Heideveld Secondary School is a school in Cape Town, Western Cape, in a suburb called Heideveld in South Africa. The school is considered to be a widely known school due to its location next to a city main road and train tracks. The school is also one of the first e-Learning school's in the Western Cape. The education system mostly focuses on academics providing both practical and theoretical studies. The secondary school also has clubs one can join from sports, art, musical, tech and other departments from hiking and debating. After school educational programs are present for further assistance in study's.

School 
Heideveld is a diverse suburb with different types of people and culture same can be applied to the students and teachers of Heideveld secondary. With students ranging from the academically achieved and physically gifted with no sign of a stupid learner. All learners are considered to be talented and able to achieve success. The school provides a standard government based curriculum issued by Western Cape government for learners to be assessed on. Subjects will differ from grades since the school provides the extended grades of the GET phase and has the FET phases for the senior learners.

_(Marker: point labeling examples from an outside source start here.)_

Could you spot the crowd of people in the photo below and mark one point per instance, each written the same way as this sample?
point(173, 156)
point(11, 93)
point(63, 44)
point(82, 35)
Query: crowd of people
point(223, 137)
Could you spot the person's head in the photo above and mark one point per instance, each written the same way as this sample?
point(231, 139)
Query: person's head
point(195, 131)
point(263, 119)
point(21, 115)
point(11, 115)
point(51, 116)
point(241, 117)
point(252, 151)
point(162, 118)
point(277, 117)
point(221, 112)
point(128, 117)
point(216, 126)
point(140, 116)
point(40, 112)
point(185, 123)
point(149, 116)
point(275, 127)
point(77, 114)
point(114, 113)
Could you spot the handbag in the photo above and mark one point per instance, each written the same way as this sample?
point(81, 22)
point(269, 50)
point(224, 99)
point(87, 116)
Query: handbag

Provided subjects in the institution are:

 Mathematics and mathematics literacy
 Physics
 Life sciences
 Languages: English, Afrikaans and Xhosa
 Engineering graphics and design
 Geography
 History
 Accounting
 Economics
 Consumer studies
 Business studies
 Life orientation

The school also has GET based subjects like EMS, technology for grades 8 and 9s which both serve as less complicated counterparts of their successors Economics and Engineering.